Workers Likely to Value Retirement Savings Have Pension Access
ICI Study Looks at Factors Affecting Workers’ Savings Preferences, Availability of Plans
Washington, DC, March 24, 2011 - Updating research first released in 2008, an Investment Company Institute (ICI) study illustrates that most workers who are likely to have the ability to save and to be focused primarily on saving for retirement have access to employer-provided retirement plans. In the study, Who Gets Retirement Plans and Why: An Update, ICI uses the most recent data on pension coverage to update its analysis of the employee characteristics that make some employers more likely to offer, and some workers more likely to seek, compensation packages that include retirement benefits.
Study Illustrates Link Between Savings Goals and Access to Retirement Plans
Using household survey data, the study shows that younger and lower-income households are less likely to cite retirement as the primary reason they save. These households are more likely to be primarily focused on saving to fund education, to purchase a house, to fund other purchases, or to have cash on hand in case of unexpected need.
The fact that few younger workers cite retirement as the primary reason they save is consistent with economic models of life-cycle consumption, which predict that most workers will delay saving for retirement until later in their working careers. Similarly, the fact that lower-income workers are less focused on retirement savings is consistent with the design of Social Security, which replaces a higher percentage of pre-retirement income for workers with low lifetime earnings. Older and higher-earning workers are more likely to save primarily for retirement, and are therefore more likely to prefer having a portion of their compensation in the form of retirement benefits rather than being paid fully in cash.

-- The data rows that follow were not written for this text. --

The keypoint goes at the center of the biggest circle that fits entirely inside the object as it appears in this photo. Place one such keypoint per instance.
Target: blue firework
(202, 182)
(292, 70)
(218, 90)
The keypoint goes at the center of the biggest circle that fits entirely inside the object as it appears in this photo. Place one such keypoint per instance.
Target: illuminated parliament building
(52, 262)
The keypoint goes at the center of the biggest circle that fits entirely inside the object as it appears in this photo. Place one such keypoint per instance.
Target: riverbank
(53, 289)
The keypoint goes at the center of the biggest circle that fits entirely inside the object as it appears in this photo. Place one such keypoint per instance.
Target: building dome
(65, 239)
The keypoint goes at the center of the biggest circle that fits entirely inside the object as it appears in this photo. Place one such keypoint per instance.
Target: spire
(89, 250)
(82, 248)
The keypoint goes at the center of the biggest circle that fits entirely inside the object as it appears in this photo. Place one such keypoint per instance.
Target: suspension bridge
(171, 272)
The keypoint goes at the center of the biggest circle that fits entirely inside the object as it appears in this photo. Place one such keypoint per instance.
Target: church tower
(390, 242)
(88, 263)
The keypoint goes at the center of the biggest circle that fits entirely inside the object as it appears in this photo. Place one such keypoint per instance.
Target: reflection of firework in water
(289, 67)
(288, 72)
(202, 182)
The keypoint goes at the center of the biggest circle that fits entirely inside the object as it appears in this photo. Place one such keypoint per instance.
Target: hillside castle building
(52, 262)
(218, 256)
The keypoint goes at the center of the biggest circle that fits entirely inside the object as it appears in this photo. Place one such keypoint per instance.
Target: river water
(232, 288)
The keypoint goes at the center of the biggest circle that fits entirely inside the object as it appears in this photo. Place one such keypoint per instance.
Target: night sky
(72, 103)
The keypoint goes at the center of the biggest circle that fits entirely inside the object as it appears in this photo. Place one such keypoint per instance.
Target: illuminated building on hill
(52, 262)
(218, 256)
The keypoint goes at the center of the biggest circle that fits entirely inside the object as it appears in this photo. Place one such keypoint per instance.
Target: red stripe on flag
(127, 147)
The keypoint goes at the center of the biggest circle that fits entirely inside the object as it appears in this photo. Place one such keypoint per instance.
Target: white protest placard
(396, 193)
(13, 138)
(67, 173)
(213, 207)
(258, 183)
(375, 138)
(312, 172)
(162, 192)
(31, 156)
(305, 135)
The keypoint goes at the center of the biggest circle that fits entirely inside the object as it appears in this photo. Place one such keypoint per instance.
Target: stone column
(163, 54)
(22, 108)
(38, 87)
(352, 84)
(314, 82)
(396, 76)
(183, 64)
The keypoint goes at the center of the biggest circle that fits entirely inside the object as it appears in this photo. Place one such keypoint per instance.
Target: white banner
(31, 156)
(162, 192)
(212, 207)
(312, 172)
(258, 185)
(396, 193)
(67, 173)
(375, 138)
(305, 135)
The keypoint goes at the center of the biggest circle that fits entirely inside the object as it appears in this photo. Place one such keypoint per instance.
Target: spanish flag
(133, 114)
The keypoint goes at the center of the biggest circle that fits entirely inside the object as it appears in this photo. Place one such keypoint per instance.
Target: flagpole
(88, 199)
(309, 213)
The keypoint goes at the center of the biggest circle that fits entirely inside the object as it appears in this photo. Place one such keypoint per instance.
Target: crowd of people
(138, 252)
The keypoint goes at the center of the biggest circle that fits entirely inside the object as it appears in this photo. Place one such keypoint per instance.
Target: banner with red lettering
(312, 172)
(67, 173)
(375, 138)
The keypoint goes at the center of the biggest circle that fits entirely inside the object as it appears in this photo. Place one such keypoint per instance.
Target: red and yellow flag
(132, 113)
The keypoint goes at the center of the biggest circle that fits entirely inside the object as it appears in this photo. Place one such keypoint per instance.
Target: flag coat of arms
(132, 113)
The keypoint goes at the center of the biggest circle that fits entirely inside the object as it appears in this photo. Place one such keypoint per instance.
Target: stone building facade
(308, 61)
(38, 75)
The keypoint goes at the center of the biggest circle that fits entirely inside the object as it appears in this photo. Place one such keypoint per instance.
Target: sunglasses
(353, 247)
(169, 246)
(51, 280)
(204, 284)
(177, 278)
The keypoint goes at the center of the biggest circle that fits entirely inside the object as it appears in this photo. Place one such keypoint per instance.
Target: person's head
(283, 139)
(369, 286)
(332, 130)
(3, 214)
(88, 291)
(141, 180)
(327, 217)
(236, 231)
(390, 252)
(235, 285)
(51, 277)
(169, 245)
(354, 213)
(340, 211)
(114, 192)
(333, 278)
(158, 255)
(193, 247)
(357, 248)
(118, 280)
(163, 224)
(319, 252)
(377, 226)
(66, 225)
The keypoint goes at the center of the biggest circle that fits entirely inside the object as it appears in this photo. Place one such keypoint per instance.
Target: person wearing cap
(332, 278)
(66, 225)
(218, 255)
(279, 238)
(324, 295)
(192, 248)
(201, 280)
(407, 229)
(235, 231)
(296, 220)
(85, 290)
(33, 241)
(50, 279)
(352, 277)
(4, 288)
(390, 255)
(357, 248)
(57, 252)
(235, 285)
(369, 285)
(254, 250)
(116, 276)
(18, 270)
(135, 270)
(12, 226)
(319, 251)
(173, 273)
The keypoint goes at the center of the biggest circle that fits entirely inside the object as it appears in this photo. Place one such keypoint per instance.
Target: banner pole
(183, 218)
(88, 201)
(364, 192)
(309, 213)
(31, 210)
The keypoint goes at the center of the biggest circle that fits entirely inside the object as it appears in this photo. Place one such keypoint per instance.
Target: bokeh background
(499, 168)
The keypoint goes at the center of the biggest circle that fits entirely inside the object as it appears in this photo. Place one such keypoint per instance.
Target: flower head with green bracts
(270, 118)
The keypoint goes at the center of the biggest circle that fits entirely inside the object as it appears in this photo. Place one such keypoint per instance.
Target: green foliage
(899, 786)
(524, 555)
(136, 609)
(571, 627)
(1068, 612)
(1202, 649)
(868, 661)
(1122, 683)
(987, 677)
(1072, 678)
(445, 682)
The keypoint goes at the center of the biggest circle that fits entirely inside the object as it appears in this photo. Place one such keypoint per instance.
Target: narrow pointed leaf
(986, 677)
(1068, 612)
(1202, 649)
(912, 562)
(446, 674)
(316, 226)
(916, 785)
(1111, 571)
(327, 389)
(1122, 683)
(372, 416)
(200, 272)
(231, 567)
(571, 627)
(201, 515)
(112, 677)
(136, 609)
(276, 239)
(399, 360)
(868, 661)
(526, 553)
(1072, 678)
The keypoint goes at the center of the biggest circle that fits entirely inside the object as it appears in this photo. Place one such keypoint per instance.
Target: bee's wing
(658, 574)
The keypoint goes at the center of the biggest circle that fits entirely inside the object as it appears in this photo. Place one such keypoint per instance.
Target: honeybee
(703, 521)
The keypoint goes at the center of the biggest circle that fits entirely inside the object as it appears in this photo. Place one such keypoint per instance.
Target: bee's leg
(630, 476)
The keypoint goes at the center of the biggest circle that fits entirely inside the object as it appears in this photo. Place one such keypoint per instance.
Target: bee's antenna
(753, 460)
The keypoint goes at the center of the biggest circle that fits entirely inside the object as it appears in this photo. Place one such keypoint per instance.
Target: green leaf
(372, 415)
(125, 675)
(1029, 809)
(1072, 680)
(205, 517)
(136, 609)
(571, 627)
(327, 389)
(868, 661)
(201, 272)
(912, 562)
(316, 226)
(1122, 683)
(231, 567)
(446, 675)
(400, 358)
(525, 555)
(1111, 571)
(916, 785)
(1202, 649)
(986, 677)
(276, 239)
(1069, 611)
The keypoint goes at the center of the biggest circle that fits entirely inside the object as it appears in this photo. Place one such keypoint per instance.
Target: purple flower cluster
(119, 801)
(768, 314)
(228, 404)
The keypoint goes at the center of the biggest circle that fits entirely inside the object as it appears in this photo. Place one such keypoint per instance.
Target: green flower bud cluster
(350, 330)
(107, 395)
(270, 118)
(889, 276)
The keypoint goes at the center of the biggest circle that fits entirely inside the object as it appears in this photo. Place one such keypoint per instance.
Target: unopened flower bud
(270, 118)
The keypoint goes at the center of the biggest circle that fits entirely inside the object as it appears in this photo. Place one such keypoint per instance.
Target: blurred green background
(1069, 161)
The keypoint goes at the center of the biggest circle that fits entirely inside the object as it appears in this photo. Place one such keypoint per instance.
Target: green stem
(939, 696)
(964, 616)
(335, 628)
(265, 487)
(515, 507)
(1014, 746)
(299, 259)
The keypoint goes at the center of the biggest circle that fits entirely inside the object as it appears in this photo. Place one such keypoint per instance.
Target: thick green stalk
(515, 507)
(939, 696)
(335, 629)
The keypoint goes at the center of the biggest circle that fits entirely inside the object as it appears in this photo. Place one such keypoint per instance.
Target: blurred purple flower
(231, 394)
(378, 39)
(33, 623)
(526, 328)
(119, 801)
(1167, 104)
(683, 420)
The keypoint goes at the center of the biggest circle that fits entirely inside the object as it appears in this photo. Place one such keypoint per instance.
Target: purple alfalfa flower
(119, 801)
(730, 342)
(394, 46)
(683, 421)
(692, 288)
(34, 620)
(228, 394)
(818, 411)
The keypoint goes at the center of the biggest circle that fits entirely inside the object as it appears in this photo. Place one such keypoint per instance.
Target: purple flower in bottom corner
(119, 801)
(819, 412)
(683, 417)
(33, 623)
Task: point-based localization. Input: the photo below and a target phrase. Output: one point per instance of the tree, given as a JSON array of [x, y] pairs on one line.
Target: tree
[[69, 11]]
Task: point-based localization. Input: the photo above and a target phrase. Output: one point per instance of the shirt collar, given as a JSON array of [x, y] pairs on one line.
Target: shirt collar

The study finds that of full-time, full-year workers aged 45 to 64 and earning $25,000 a year or more in 2009, 74 percent had access to a retirement plan through their own employers or their spouses’ employers, and 92 percent of those participated. The report also notes the important role Social Security plays in the retirement picture, suggesting it is vital to maintain a Social Security system that provides adequate benefits to workers with low lifetime earnings.
Study’s Findings About Incentives in Today’s Retirement System Are Valuable for Policymakers
“Policy discussions surrounding retirement often focus on the headline statistic that about 50 percent of America’s workers are covered by a workplace retirement plan. This study examines who is in that 50 percent and why,” said Peter Brady, ICI senior economist and a co-author of the study. “When considering reform proposals, it is vital that policymakers understand the incentives that have shaped today’s voluntary employer-based retirement system.”
For example, the study gives a framework to help explain the fact that small firms are less likely to sponsor retirement plans than large firms. To date, policies designed to encourage small employers to adopt retirement plans have focused on reducing the cost of providing a plan. While costs may play a role, this study shows that differences in workforce composition appear to be a major cause for the low rate at which small employers sponsor retirement plans. As a group, workers at small firms differ considerably from those at large firms. For example, workers at small firms are less likely to work full-time, and they have lower current earnings and lifetime earnings than workers at large firms—all factors associated with less ability and desire to set aside current income for retirement savings.
Conversely, the small firms that do offer plans have workers who are very similar to workers at large firms that offer plans. Small firms with an older and higher-earning workforce are just as likely to offer a plan as large companies with a similar workforce. In short, the characteristics of one’s co-workers are more of an influence on whether a plan is available than the size of one’s employer. The study also finds that workers at small employers that sponsor retirement plans are as likely to participate as workers at large employers sponsoring retirement plans.
The study was co-authored by Brady and ICI associate economist Michael Bogdan.